Mr. Draghi said it is up to governments to improve investor confidence in the currency bloc by fixing their shaky public finances and cutting the bureaucracy and regulations that block stronger growth.
“Economic activity in the euro area is expected to remain weak; although it continues to be supported by our monetary policy stance, and financial market confidence has visibly improved on the back of our decisions,” he said at a news conference in Frankfurt.
The slack economy poses a serious risk for the eurozone because only a broad rebound will help shrink the levels of government debt that have already pushed Cyprus, Ireland, Greece and Portugal into asking for bailouts. Government debt across the eurozone now averages 90 percent of annual economic output — well above the 60 percent limit under the region’s fiscal rules.
Mr.
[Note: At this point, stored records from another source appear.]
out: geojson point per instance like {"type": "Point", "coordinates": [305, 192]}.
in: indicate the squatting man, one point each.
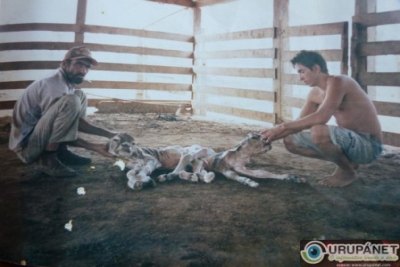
{"type": "Point", "coordinates": [357, 138]}
{"type": "Point", "coordinates": [49, 115]}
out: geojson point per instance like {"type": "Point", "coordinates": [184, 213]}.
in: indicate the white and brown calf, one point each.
{"type": "Point", "coordinates": [204, 162]}
{"type": "Point", "coordinates": [142, 162]}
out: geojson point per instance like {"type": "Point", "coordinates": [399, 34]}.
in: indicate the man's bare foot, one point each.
{"type": "Point", "coordinates": [340, 178]}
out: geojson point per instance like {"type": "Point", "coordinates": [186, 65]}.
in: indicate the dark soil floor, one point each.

Draghi said current evidence “does not signal improvements toward the end of the year” and that growth is suffering from “heightened risk aversion,” as consumers and companies seek to cut their debt and improve their finances.
As part of its efforts to calm the financial crisis, the bank in September said it was willing to buy bonds issued by heavily indebted countries with the aim of lowering their borrowing costs as long as they are willing to ask for the help and take steps to cut their deficits.
Since then, stocks have risen and borrowing costs fallen without the bank spending a cent to intervene. The proposal alone appears to have helped instill greater confidence in the countries’ ability to pay down their debts.
On Thursday, the interest rate for Spain’s benchmark 10-year bond on the secondary market — an indicator of investor wariness of a country’s economy — was at 5.8 percent, up marginally on recent days but still way down from the unsustainable highs of 7 percent it reached in July. Meanwhile the Stoxx 50 index of leading European shares was up 148 points to 2,527.
While markets are feeling better, the outlook for the wider economy remains glum.
Budget cuts and tax increases imposed as part of austerity programs are weighing heavily on economies. The region’s gross domestic product shrank 0.3 percent in the second quarter.